More natural gas was taken out of storage to feed demand during the two-week polar freeze than ever before, as drilling fields froze from Pennsylvania to Texas, the Energy Department said Friday.

“During the recent cold weather event that affected much of the eastern United States, more natural gas was withdrawn from storage fields around the country than at any other point in history,” reported the Energy Information Administration, the Energy Department's data and analysis arm.

Withdrawals from underground natural gas storage facilities to feed demand totaled 359 billion cubic feet on Jan. 5. That exceeded the previous record of 288 billion cubic feet set four years ago during the 2014 polar vortex.
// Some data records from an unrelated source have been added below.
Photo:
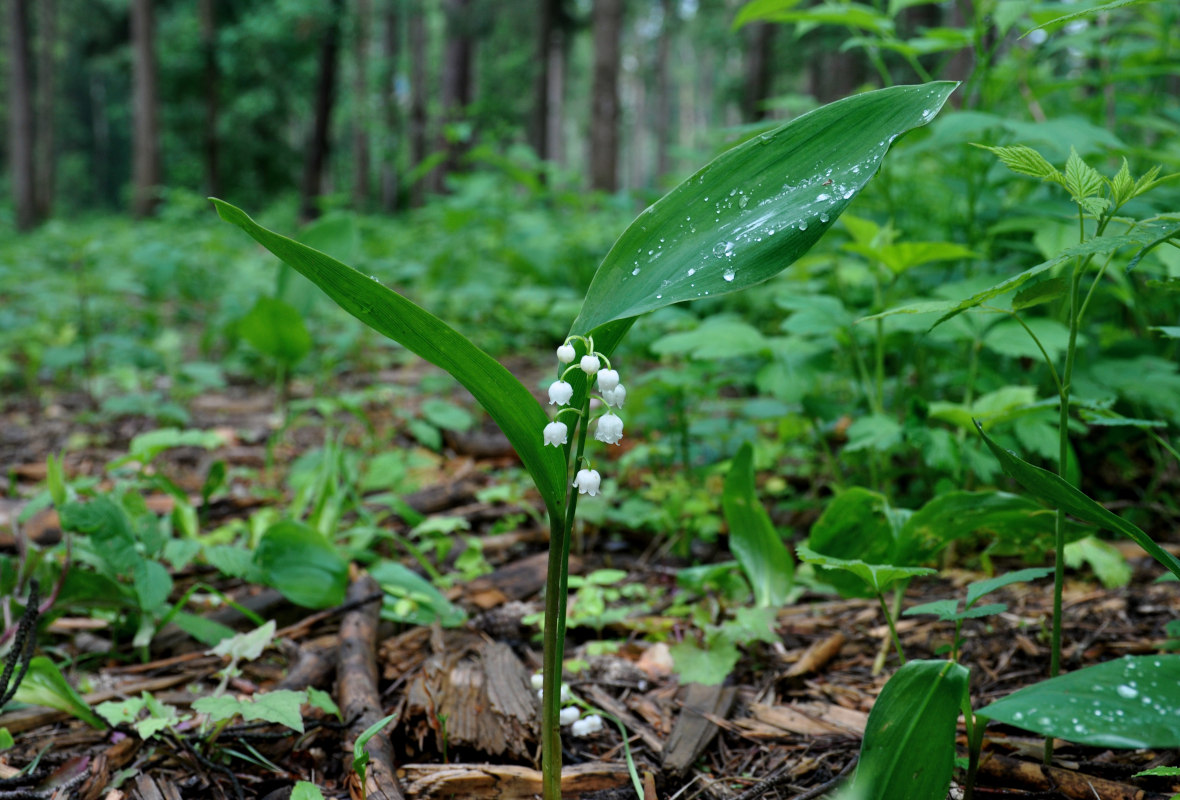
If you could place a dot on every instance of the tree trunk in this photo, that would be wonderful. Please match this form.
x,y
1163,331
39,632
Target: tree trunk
x,y
320,146
361,159
44,149
457,83
662,126
604,111
207,11
20,118
759,72
389,115
417,25
145,137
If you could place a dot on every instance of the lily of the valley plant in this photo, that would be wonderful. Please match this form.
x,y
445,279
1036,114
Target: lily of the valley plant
x,y
738,222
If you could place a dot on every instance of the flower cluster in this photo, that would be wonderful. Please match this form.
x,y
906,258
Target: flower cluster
x,y
609,426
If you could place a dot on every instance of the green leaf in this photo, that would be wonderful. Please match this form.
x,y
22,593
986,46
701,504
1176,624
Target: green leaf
x,y
909,747
753,541
509,402
878,577
45,686
1103,558
300,563
276,329
1050,489
755,209
1026,161
1131,702
306,791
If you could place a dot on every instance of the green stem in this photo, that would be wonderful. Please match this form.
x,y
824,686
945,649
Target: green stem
x,y
556,596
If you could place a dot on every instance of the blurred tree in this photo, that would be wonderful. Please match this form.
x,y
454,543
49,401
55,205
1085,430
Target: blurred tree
x,y
207,11
21,130
604,107
145,139
361,151
320,145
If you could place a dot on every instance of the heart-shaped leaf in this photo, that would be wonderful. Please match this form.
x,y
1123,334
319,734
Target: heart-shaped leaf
x,y
754,209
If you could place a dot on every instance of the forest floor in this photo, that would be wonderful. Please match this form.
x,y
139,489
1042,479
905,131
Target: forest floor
x,y
786,723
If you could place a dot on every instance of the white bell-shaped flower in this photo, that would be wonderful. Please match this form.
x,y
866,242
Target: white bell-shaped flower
x,y
556,434
615,397
610,428
559,392
608,379
588,482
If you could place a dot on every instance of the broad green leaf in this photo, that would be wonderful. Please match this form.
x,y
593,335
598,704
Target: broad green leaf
x,y
753,539
276,329
509,402
1053,490
878,577
909,747
302,564
1131,702
45,686
753,210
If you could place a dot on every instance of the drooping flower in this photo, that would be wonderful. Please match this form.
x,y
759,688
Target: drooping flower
x,y
556,434
608,379
615,397
559,392
588,482
587,726
610,428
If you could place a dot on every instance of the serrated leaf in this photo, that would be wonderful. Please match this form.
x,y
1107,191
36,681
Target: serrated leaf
x,y
1042,292
1051,489
1026,161
1081,179
1128,703
754,210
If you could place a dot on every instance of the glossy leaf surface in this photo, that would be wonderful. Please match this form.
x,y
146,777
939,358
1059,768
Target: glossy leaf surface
x,y
1131,702
909,747
509,402
756,208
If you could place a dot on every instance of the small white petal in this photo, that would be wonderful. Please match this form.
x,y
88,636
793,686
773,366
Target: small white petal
x,y
588,482
587,726
610,428
559,393
615,398
608,379
556,434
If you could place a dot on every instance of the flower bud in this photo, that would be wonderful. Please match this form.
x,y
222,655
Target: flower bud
x,y
588,482
559,392
610,428
556,434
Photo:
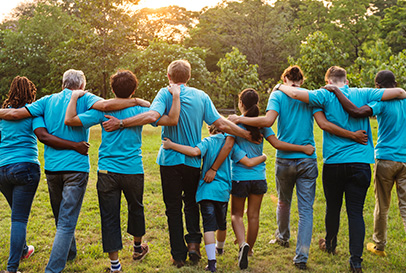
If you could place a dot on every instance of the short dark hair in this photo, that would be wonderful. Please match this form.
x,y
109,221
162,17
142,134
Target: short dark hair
x,y
385,79
123,83
336,74
179,71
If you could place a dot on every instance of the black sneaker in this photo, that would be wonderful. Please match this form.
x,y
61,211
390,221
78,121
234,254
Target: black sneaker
x,y
211,266
243,256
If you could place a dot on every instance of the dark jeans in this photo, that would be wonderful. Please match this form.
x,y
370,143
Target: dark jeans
x,y
109,187
66,193
18,183
353,179
179,184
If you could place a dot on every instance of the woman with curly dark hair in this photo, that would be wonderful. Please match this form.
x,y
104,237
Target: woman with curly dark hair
x,y
19,165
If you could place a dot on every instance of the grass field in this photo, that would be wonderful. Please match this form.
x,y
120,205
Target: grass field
x,y
267,258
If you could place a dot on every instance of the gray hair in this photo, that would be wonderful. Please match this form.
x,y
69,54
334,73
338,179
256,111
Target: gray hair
x,y
73,79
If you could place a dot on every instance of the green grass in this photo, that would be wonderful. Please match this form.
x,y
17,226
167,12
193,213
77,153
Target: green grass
x,y
267,258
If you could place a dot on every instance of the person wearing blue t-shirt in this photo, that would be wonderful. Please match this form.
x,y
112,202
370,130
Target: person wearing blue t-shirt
x,y
213,196
180,173
66,170
346,163
120,166
295,125
19,165
390,155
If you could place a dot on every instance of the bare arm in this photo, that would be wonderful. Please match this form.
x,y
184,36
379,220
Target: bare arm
x,y
186,150
224,152
264,121
14,114
229,127
59,143
359,136
295,93
284,146
71,117
173,116
251,162
349,107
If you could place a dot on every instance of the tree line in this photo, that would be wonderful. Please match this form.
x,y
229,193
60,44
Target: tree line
x,y
231,46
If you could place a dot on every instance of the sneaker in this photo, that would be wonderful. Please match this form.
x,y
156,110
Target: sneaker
x,y
323,247
243,256
372,247
211,266
138,256
219,251
301,266
29,253
280,242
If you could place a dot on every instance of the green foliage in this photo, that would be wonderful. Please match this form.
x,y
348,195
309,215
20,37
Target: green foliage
x,y
393,26
236,74
377,56
317,54
150,66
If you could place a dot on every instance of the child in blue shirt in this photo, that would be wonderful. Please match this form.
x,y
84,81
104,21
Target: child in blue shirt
x,y
213,197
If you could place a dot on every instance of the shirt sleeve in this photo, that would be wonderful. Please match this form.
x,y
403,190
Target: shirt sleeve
x,y
273,102
237,153
210,111
38,122
160,101
91,117
37,108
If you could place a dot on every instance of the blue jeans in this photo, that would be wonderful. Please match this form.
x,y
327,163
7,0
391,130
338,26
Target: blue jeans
x,y
66,192
109,188
303,173
353,179
18,183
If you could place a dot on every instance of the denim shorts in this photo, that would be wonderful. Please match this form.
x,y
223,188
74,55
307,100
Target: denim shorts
x,y
214,214
247,187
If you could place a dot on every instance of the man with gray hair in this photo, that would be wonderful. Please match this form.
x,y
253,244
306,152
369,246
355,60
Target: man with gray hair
x,y
66,170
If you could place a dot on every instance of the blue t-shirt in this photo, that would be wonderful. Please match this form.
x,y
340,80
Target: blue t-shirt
x,y
120,150
295,123
240,172
337,149
219,189
18,142
391,115
53,109
196,107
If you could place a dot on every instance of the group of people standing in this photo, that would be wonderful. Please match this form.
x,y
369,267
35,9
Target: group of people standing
x,y
233,162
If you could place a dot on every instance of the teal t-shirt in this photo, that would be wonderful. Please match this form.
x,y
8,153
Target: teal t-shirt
x,y
337,149
391,115
240,172
196,107
295,123
53,109
18,142
219,189
120,150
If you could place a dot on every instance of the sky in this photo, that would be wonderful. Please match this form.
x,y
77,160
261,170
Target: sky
x,y
7,5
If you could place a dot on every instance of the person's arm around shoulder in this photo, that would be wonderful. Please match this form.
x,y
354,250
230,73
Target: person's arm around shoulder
x,y
264,121
349,107
184,149
293,92
284,146
71,117
224,152
173,116
359,136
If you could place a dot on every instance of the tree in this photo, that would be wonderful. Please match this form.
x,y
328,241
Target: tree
x,y
236,75
150,67
317,54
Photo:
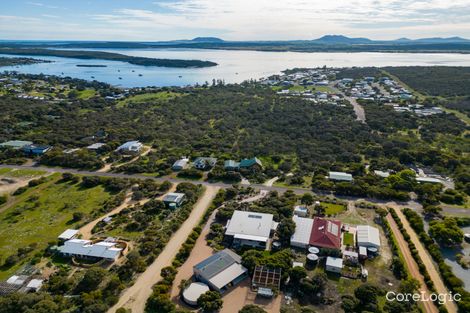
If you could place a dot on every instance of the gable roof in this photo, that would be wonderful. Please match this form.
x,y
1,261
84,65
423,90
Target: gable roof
x,y
326,233
217,263
250,162
250,224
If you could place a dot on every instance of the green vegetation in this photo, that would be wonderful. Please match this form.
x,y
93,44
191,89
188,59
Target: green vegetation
x,y
38,215
19,61
107,56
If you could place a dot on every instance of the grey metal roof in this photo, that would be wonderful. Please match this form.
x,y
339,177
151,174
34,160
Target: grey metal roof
x,y
217,263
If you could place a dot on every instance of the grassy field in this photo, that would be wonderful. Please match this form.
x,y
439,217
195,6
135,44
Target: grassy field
x,y
333,208
23,173
40,214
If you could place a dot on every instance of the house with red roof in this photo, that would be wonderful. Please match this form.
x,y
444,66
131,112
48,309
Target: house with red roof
x,y
326,234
The sustained cold that swept the East and Midwest from the end of December through last weekend took an unexpected turn for natural gas producers in many of the shale fields, where well heads froze, according to the agency.

The cuts in production came as storage tanks were being drained to meet demand for heating and power.

Cold temperatures led to “freeze-offs” in the Appalachian and Permian basins where shale and fracking are king, according to the agency. Freeze-offs happen when water vapor in natural gas freezes and blocks the flow of gas, the EIA said. Natural gas production totaled a record high of 539 billion cubic feet during the week of Dec. 29, but declined to 517 billion cubic feet during the following week, according to estimates the government obtained from PointLogic Energy.

Imports via pipeline from Canada and supplies from liquefied natural gas tanker ships increased during the period, “partially offsetting some of the production declines.”

The imports rushed in as record withdrawals from storage facilities “played a key role in meeting natural gas demand and limiting some market participants’ exposure to spikes in natural gas spot prices,” the agency said.

At the same time, coal and nuclear plants accounted for the bulk of electricity production during the two-week period of freezing cold temperatures, according to data from federally overseen grid operators.

Despite the increased reliance on coal and nuclear, the Federal Energy Regulatory Commission decided Monday not to approve Energy Secretary Rick Perry's proposal to provide market-based incentives to coal and nuclear plants to make the grid more resilient.

The Energy Department used the deep freeze to underscore why coal and nuclear are important to the grid in the wake of FERC's decision, saying it will seek to work with the commission on its decision to assess the state of grid resilience in the coming months.